= Assisted areas (United Kingdom) =

Assisted areas in the United Kingdom are those areas selected for the application of regional policy to support employment. They date back to depressed special areas identified before WWII for specific assistance. Over time the support systems have changed, as have the designated areas. While the UK was a member of the European Union, the coverage and schemes were regulated as part of the EU's regional policy.

During Brexit negotiation much new grant support was suspended. From 2021 a new UK Levelling-up policy of the British government was developed.

== 2007-2013 map==

The assisted areas of Great Britain are based upon a map drawn up and agreed with the European Commission in October 2006. The map was approved by the European Commission in December 2006 and will run from 2007 until 2013.

Under new EU guidelines, the proportion of the UK population covered by Assisted Areas has been reduced from 30.9% in the period from 2000 to 2006, to 23.9%. This reduction is a result of recent EU enlargement and the success of the UK economy leading to 2016.

The basis of the map is to provide Tier 1 and Tier 2 areas for Regional Selective Assistance grants (RSA), recently re-titled as Selective Finance for Investment in the English Regions (SFI), but remaining as RSA in Wales and Scotland, and additionally large areas of the UK, where a lower level of grant aid can also be made available to small and medium-sized enterprises. These areas are classified as Tier 3 (see tab England Tier 3), - this grant scheme is known as Enterprise Grant Scheme (EGS) for English companies, Assembly Investment Grant (AIG) for Welsh companies and Invest for Growth Scheme (IFG) for Scottish companies.

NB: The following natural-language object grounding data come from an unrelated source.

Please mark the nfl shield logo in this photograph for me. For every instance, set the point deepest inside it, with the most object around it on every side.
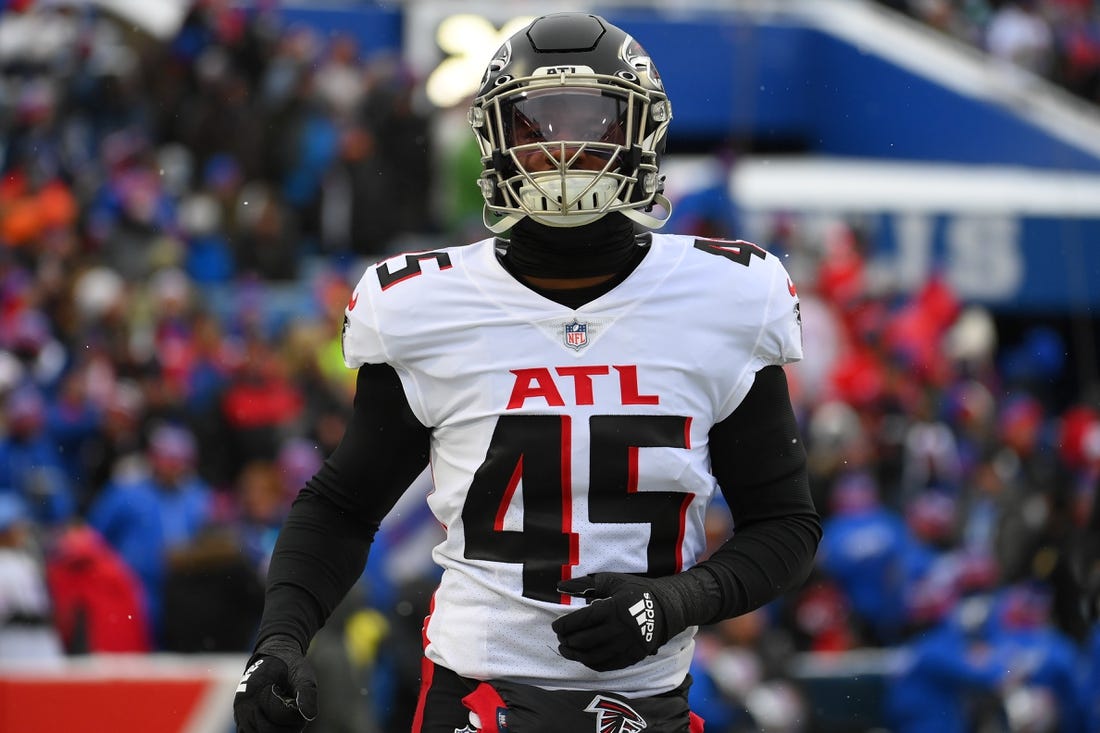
(576, 335)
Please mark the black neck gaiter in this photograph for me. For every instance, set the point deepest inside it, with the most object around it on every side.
(605, 247)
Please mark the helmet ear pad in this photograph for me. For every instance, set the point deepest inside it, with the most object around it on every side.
(571, 119)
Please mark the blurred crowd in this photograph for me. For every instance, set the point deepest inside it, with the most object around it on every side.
(1057, 40)
(179, 223)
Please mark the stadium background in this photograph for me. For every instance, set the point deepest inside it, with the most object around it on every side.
(190, 189)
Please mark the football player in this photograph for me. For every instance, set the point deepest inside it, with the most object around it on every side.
(582, 389)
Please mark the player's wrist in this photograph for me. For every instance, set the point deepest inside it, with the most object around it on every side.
(282, 646)
(691, 598)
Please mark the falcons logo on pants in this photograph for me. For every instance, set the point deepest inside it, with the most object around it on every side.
(614, 715)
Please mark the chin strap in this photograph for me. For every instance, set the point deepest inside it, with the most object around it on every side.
(502, 225)
(648, 220)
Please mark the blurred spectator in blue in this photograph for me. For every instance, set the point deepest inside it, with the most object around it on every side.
(31, 465)
(864, 549)
(117, 448)
(949, 678)
(26, 630)
(73, 420)
(1042, 656)
(263, 502)
(144, 517)
(99, 602)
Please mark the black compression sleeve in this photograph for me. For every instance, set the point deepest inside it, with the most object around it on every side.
(321, 548)
(760, 463)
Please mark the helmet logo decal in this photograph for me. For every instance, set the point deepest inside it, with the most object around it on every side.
(501, 58)
(636, 56)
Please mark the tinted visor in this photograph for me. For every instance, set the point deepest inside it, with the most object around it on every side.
(569, 115)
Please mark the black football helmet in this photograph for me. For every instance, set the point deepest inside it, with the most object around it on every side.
(571, 118)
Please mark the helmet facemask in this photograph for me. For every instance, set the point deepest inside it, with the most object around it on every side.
(565, 148)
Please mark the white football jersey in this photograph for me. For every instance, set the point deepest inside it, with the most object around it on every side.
(568, 441)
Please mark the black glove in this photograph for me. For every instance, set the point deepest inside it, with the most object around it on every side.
(277, 692)
(628, 619)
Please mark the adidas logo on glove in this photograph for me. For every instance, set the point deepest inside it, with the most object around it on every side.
(646, 615)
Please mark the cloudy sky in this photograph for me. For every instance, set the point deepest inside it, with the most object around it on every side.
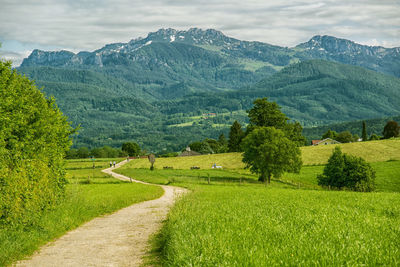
(78, 25)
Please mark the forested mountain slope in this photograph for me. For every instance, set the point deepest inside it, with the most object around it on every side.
(154, 90)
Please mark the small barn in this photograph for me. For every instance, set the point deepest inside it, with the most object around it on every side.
(326, 141)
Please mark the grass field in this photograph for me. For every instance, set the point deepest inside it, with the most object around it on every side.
(84, 201)
(255, 226)
(372, 151)
(387, 176)
(228, 223)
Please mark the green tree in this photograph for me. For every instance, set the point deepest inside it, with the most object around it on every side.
(294, 132)
(267, 114)
(344, 137)
(236, 135)
(333, 171)
(35, 137)
(267, 152)
(364, 134)
(131, 148)
(347, 171)
(201, 147)
(374, 137)
(83, 152)
(330, 134)
(391, 129)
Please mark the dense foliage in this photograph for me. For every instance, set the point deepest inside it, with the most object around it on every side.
(375, 128)
(236, 135)
(161, 105)
(347, 171)
(391, 129)
(34, 137)
(267, 152)
(131, 148)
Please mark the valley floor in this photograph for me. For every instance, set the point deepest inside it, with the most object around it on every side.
(119, 239)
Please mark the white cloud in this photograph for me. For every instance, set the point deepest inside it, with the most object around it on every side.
(89, 24)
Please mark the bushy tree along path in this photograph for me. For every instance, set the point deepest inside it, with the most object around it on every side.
(119, 239)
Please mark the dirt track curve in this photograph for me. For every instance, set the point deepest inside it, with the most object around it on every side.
(118, 239)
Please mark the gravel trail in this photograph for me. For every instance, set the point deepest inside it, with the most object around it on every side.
(118, 239)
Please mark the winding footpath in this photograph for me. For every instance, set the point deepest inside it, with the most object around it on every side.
(118, 239)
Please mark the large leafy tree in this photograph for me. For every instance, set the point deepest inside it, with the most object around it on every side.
(330, 134)
(391, 129)
(364, 135)
(236, 135)
(131, 148)
(269, 114)
(267, 152)
(347, 171)
(34, 137)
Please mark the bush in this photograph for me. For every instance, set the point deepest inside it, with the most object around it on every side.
(347, 171)
(34, 140)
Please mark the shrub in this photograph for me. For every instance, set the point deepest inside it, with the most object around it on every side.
(34, 138)
(347, 171)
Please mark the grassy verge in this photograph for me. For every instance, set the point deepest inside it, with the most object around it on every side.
(83, 202)
(372, 151)
(255, 226)
(387, 176)
(224, 224)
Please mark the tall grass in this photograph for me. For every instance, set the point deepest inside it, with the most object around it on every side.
(255, 226)
(372, 151)
(82, 203)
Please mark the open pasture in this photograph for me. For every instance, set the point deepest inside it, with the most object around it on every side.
(258, 226)
(372, 151)
(83, 201)
(81, 171)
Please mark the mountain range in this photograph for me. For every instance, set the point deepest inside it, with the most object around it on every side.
(154, 90)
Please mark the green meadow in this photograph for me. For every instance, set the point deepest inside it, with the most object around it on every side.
(231, 219)
(258, 226)
(90, 193)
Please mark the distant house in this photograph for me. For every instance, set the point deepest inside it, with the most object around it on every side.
(326, 141)
(209, 115)
(188, 153)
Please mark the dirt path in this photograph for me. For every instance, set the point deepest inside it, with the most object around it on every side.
(118, 239)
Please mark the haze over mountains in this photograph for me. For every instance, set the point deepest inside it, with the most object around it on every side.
(155, 87)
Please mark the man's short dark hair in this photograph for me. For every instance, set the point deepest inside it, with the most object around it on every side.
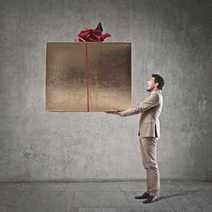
(159, 80)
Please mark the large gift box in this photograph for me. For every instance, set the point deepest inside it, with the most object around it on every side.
(88, 76)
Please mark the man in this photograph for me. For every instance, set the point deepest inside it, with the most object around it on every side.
(149, 133)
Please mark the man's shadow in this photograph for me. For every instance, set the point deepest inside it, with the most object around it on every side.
(183, 193)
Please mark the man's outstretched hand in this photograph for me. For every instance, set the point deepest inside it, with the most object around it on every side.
(115, 111)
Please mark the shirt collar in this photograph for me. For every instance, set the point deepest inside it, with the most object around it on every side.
(156, 91)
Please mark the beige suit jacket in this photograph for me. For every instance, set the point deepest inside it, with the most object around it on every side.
(150, 109)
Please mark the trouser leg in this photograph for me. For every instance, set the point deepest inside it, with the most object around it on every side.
(148, 146)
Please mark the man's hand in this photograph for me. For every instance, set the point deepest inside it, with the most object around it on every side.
(115, 111)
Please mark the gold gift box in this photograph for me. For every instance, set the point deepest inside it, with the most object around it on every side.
(88, 76)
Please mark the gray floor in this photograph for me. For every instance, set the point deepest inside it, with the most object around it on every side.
(103, 196)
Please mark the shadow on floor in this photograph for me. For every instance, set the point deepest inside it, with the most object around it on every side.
(179, 194)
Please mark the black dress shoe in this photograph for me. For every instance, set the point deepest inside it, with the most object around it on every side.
(143, 196)
(151, 198)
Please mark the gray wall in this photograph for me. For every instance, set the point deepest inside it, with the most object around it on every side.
(170, 37)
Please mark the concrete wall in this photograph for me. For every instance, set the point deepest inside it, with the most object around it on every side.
(170, 37)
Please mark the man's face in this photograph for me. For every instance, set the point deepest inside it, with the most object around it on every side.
(151, 84)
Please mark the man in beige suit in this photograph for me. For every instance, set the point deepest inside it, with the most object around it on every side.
(149, 133)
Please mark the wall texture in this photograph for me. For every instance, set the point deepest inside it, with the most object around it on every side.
(170, 37)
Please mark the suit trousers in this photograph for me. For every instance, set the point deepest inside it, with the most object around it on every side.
(148, 147)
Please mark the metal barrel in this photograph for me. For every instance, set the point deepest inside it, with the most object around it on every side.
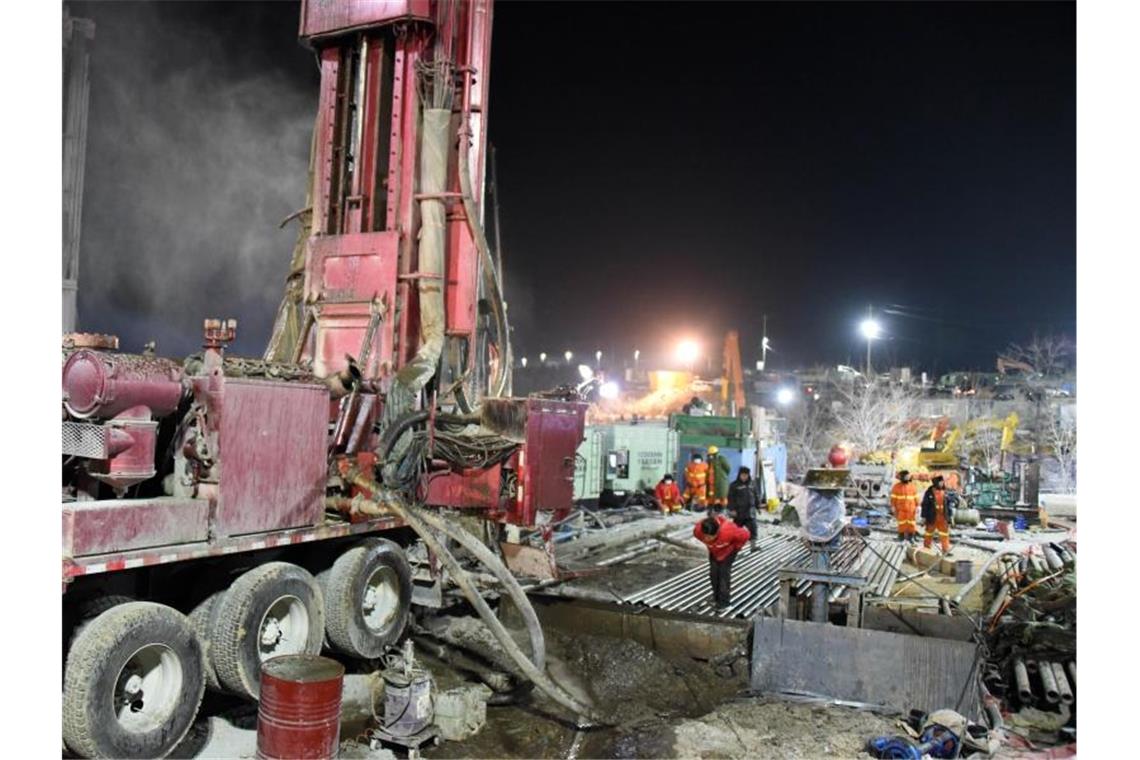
(299, 716)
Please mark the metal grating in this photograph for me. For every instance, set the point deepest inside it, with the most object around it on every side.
(84, 440)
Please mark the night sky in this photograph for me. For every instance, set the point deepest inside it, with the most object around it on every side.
(665, 170)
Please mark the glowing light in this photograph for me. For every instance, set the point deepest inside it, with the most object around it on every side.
(687, 351)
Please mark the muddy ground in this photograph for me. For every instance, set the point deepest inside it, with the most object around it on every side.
(665, 709)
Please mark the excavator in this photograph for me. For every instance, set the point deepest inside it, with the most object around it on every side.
(733, 375)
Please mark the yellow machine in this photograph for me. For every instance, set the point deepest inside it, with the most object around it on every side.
(733, 375)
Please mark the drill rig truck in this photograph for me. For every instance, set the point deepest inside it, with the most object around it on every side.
(220, 511)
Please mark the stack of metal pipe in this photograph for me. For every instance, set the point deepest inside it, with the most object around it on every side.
(755, 575)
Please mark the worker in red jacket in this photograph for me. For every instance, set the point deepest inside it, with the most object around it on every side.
(668, 495)
(724, 539)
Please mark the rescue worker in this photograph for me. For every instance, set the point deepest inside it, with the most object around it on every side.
(743, 501)
(697, 474)
(724, 539)
(904, 504)
(668, 495)
(718, 479)
(937, 509)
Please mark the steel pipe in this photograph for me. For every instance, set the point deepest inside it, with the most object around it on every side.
(1022, 678)
(1063, 685)
(1049, 681)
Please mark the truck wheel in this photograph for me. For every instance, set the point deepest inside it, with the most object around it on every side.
(270, 611)
(133, 683)
(367, 595)
(202, 619)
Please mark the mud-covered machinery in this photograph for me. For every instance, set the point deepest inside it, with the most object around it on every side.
(214, 497)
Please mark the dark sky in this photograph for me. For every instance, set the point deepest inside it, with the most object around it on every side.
(665, 169)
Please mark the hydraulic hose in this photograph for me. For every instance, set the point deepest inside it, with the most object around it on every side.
(412, 516)
(488, 560)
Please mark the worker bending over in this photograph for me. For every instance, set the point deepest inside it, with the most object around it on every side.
(724, 539)
(668, 495)
(743, 503)
(937, 509)
(904, 504)
(718, 479)
(697, 480)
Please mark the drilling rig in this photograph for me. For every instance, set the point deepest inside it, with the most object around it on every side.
(220, 511)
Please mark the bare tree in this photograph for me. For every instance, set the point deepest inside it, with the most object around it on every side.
(1048, 354)
(872, 417)
(1059, 438)
(808, 435)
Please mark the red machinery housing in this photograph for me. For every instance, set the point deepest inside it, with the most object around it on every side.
(219, 450)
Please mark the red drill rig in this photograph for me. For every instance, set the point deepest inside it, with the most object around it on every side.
(221, 511)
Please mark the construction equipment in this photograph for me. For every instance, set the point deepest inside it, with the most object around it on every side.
(219, 511)
(733, 376)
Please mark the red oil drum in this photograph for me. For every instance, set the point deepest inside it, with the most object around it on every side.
(299, 716)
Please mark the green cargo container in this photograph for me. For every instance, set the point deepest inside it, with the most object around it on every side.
(724, 432)
(624, 457)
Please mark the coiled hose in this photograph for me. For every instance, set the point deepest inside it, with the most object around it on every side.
(420, 521)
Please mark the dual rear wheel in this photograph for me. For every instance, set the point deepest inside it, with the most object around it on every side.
(136, 671)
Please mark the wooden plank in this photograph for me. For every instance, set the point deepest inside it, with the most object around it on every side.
(864, 665)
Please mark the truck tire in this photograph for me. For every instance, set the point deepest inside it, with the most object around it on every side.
(367, 596)
(133, 683)
(271, 610)
(202, 619)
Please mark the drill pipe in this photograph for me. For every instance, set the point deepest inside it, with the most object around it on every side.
(755, 578)
(676, 591)
(1022, 677)
(695, 588)
(1063, 685)
(1048, 680)
(413, 519)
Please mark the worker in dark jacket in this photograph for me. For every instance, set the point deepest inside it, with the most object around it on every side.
(724, 539)
(937, 511)
(743, 501)
(718, 479)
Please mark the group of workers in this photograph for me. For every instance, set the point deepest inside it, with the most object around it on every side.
(707, 487)
(937, 509)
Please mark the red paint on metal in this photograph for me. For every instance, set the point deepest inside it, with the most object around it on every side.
(299, 711)
(478, 489)
(323, 17)
(94, 528)
(131, 444)
(98, 384)
(273, 451)
(91, 565)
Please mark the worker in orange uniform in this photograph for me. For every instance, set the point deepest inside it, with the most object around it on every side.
(718, 479)
(668, 495)
(697, 480)
(724, 539)
(904, 504)
(937, 509)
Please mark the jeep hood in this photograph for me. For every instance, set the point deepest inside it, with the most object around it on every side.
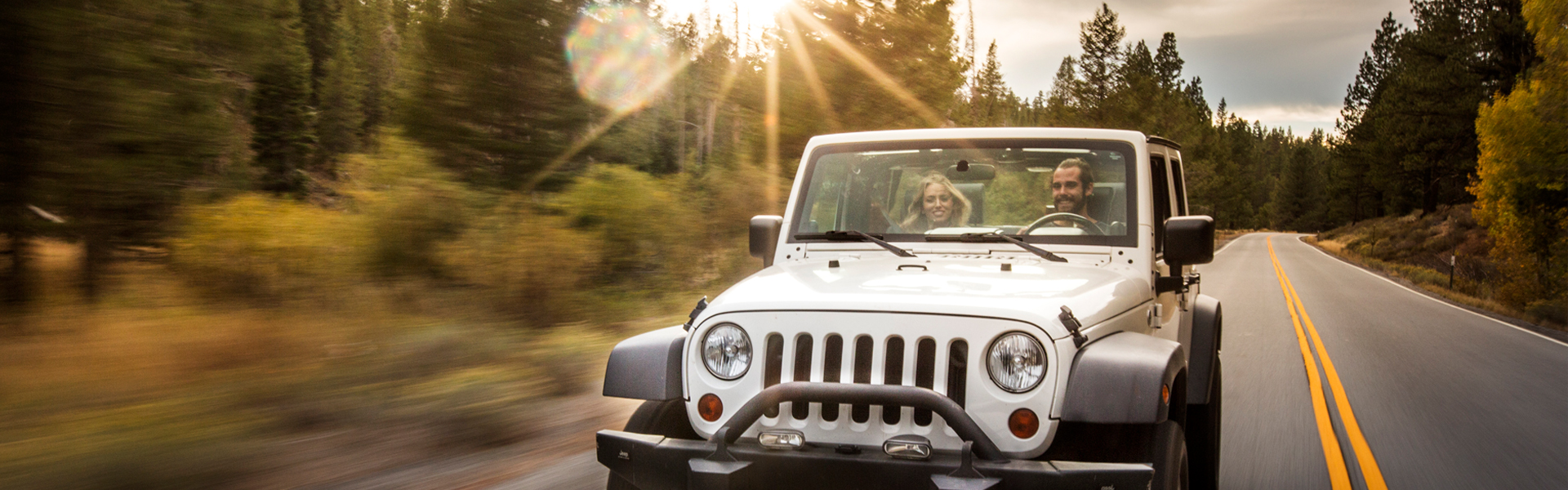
(1032, 291)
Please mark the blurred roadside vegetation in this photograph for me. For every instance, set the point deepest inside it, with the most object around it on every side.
(231, 228)
(412, 305)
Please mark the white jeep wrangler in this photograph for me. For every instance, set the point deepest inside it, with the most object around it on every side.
(946, 308)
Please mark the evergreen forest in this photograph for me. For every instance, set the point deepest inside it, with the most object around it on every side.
(313, 216)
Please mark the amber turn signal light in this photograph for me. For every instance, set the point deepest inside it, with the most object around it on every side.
(709, 408)
(1022, 423)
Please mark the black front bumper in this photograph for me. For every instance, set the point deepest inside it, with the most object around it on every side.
(653, 462)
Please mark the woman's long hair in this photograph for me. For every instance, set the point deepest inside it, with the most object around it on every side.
(915, 219)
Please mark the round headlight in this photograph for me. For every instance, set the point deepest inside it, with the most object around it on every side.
(726, 350)
(1017, 362)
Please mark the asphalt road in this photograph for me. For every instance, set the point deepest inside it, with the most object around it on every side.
(1441, 398)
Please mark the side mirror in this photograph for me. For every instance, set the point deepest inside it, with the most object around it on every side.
(765, 238)
(1189, 241)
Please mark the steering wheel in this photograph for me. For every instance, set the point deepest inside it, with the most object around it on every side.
(1082, 222)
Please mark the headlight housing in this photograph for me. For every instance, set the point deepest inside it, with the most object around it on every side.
(1017, 362)
(726, 350)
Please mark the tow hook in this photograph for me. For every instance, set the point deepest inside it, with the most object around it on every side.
(717, 470)
(966, 476)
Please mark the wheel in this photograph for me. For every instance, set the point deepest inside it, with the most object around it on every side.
(1089, 226)
(661, 418)
(1203, 435)
(1169, 452)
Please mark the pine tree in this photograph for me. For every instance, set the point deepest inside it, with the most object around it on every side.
(494, 96)
(1169, 63)
(1101, 42)
(1062, 104)
(281, 115)
(990, 91)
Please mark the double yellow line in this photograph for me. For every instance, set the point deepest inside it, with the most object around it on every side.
(1338, 476)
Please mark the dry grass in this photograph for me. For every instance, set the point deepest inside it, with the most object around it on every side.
(1426, 278)
(160, 387)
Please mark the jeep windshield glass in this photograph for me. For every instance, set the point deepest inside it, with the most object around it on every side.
(1037, 190)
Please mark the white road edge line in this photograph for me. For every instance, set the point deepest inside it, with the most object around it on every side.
(1424, 296)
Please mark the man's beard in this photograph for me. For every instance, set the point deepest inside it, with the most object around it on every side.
(1068, 204)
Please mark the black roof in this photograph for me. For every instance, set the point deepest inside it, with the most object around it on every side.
(1164, 142)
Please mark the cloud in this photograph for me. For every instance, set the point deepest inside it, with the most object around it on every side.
(1300, 118)
(1264, 52)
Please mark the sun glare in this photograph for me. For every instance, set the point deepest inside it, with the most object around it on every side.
(755, 15)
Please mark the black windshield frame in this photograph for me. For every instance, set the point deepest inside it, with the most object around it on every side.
(1128, 149)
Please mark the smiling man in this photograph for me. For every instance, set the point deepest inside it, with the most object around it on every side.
(1071, 185)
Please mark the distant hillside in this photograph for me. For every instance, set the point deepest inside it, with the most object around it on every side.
(1419, 247)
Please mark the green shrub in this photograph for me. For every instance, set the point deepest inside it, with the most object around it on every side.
(262, 245)
(529, 265)
(410, 206)
(645, 229)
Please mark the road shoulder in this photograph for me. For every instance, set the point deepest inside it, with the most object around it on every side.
(1549, 333)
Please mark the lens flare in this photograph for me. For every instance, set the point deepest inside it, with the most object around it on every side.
(618, 57)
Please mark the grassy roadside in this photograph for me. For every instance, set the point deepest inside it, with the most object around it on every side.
(160, 387)
(1429, 280)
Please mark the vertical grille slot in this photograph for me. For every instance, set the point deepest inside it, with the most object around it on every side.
(893, 374)
(802, 372)
(957, 371)
(773, 368)
(924, 374)
(831, 365)
(862, 374)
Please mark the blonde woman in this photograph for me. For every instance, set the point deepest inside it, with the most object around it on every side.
(940, 204)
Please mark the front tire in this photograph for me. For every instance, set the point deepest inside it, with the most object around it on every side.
(1203, 435)
(1170, 457)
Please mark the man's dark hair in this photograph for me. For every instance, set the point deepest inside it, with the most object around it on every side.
(1085, 173)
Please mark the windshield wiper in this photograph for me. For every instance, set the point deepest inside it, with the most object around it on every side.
(993, 238)
(852, 236)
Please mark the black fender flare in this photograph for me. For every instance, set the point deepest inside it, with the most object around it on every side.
(1206, 328)
(1120, 379)
(647, 367)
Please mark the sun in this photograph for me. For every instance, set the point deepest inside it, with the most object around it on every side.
(756, 16)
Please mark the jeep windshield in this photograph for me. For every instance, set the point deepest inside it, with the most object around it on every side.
(1037, 190)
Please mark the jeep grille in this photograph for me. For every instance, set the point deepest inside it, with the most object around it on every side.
(862, 357)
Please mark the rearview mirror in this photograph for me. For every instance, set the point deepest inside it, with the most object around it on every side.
(1189, 241)
(966, 172)
(765, 238)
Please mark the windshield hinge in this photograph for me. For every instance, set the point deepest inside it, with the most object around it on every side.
(695, 311)
(1073, 326)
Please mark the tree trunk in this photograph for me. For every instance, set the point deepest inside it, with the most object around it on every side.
(95, 261)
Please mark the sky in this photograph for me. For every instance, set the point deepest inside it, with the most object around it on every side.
(1278, 61)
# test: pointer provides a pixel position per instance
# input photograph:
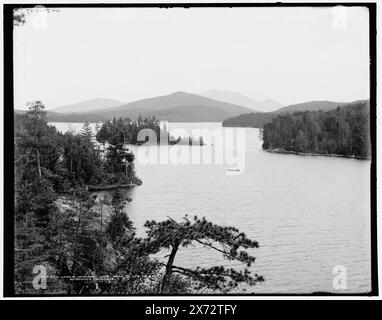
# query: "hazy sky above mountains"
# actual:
(288, 54)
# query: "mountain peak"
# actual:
(241, 99)
(89, 105)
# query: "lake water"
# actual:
(309, 214)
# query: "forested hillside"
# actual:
(343, 131)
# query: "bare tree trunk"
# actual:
(38, 164)
(170, 262)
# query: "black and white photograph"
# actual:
(190, 150)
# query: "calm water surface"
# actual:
(309, 214)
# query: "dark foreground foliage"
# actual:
(62, 228)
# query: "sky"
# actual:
(290, 55)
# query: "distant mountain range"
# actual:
(258, 119)
(176, 107)
(242, 100)
(312, 106)
(88, 105)
(183, 107)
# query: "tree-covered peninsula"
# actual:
(66, 242)
(343, 131)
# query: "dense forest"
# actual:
(342, 131)
(61, 227)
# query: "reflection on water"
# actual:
(309, 214)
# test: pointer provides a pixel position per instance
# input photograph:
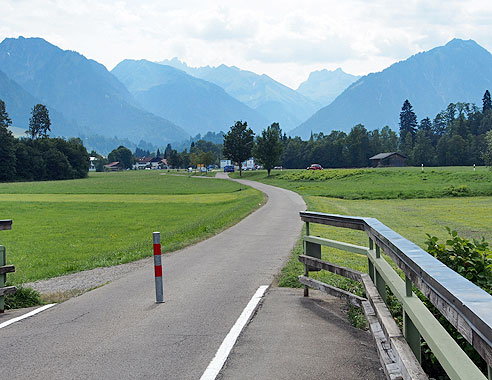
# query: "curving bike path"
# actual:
(118, 332)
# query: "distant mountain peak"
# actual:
(323, 86)
(459, 71)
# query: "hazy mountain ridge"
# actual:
(459, 71)
(197, 105)
(83, 90)
(19, 104)
(275, 101)
(323, 86)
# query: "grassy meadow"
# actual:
(381, 183)
(410, 202)
(61, 227)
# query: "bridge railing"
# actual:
(467, 307)
(4, 269)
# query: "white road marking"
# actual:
(225, 348)
(27, 315)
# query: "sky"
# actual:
(283, 39)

However, government aid can be only be provided by these current grant scheme within the constricts set out the European Commission, which among other constraints require a degree of proof that a project will not proceed without the requested grant aid.

==England==
Responsibility for delivery of the schemes in England is mainly from 1 April that of the regional development agencies for RSA grants, whilst the Small Business Service handles both EGS and SMART, although larger RSA applications still have a direct involvement in the decision taking process by the DTI (over £2M).

==Scotland==
Scotland has its own variant schemes of RSA and the smaller grant, IFG scheme, both administered by the Scottish Executive. Again, this is a devolved department, directly under the auspices of the Scottish Parliament.

==Wales==
In Wales, both RSA and the new AIG, small grant scheme, are administered by the Welsh Government from offices in Cardiff, Swansea for South Wales, and Colwyn Bay for North Wales areas.